The dancers stomp their feet rhythmically and in an intimidating way to wake up Pachamama (mother earth, in Quechua), while the men protect themselves with hats and cowboy chaps to avoid being injured by their fellow dancers, who crack whips to demonstrate their fierceness.
According to the Andean worldview, this is the time of Inti Raymi, or Sun Celebration, an Inca festivity that also invokes masculinity and male bravery, Carmen Haro, a professor and historian from Cotacachi, told EFE.
Inti Raymi “is actually an Inca celebration” that spread throughout the Andean region, from Chile to Colombia, helping consolidate the Inca empire, Haro said.
After the Spanish conquest, Inti Raymi became a celebration to mark the harvest period.
During colonial times, haciendas forced communities to pay a tribute, which created rivalries between indigenous groups during Inti Raymi.

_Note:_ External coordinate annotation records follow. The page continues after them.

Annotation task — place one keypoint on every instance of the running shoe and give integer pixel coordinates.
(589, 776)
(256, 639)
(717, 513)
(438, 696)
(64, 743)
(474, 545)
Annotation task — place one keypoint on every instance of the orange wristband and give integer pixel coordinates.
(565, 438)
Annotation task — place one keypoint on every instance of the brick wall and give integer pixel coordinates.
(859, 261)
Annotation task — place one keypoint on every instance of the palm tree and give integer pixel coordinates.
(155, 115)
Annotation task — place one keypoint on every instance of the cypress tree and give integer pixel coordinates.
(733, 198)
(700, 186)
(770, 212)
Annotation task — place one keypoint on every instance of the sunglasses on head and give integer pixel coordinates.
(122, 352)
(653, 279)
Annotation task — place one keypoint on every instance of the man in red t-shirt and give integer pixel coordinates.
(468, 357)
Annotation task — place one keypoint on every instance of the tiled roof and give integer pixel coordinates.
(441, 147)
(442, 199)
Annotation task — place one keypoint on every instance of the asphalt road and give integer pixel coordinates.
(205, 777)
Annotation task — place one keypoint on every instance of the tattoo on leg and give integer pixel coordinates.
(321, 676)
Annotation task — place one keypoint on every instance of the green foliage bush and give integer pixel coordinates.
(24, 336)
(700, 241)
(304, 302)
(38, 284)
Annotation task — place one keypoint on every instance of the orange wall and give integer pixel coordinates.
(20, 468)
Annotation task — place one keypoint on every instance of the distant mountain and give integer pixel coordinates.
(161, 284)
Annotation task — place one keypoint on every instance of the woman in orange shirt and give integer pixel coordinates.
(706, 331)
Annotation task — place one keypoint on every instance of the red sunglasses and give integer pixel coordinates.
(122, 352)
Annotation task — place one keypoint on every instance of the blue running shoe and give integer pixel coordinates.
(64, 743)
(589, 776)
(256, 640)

These rivalries have continued to this day, explaining why celebrations in Cotacachi can often end in fights, Haro said.
With this dance, young men seek to “demonstrate to their people and to others that they are brave,” Haro said, adding that “interethnic fights” are unfortunately spurred by the use of alcohol.
Local authorities, however, have launched campaigns to avoid violence during Inti Raymi, which appear to have had an effect.
What authorities are attempting to do, according to Haro, is to preserve tradition while eliminating violence, which is not a common trait in Andean communities.
The Cotacachi celebrations, which last a whole week, also include a women’s dance to “placate male energy,” the historian said.